USE COMPONENT-BASED ARCHITECTURES

USE COMPONENT-BASED ARCHITECTURES

Visualizing, specifying, constructing, and documenting a software- intensive system demand that the system be viewed from a number of perspectives. Each of the stakeholders ”end users, analysts, developers, system integrators, testers, technical writers, and project managers ” brings a different agenda to a project, and each of them looks at that system in a different way at different times over the project's life. A system's architecture is perhaps the most important deliverable that can be used to manage these various viewpoints and thereby control the iterative and incremental development of a system throughout its lifecycle.

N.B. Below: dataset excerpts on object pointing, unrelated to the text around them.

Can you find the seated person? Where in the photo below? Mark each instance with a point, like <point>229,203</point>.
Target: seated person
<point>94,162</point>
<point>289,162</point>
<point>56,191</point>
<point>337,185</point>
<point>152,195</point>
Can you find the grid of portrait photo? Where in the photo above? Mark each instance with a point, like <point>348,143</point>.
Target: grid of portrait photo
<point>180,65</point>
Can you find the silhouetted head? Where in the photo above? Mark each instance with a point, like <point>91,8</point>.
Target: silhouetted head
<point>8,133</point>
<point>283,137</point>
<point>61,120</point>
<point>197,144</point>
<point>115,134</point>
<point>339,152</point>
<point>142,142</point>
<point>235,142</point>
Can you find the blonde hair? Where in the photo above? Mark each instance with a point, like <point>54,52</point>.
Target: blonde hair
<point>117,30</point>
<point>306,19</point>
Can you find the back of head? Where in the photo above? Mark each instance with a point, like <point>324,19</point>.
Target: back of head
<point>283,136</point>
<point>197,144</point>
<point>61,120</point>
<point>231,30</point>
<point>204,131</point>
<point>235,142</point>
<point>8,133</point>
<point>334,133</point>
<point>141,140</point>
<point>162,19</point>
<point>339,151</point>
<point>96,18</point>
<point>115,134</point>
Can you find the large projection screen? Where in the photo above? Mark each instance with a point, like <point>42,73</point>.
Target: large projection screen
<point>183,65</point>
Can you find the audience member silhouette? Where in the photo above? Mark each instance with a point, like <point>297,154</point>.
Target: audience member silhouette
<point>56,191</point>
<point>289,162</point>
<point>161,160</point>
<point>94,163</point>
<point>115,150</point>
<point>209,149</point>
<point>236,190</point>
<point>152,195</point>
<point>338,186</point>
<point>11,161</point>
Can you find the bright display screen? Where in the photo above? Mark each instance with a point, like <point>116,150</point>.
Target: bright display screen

A system's architecture encompasses the set of significant decisions about

  • The organization of a software system

  • The selection of the structural elements and their interfaces by which the system is composed

  • Their behavior, as specified by the collaborations among those elements

  • The composition of these structural and behavioral elements into progressively larger subsystems

  • The architectural style that guides this organization: these elements and their interfaces, their collaborations, and their composition

Software architecture is concerned not only with structure and behavior but also with usage, functionality, performance, resilience, reuse, comprehensibility, economic and technologic constraints and trade-offs, and aesthetic concerns.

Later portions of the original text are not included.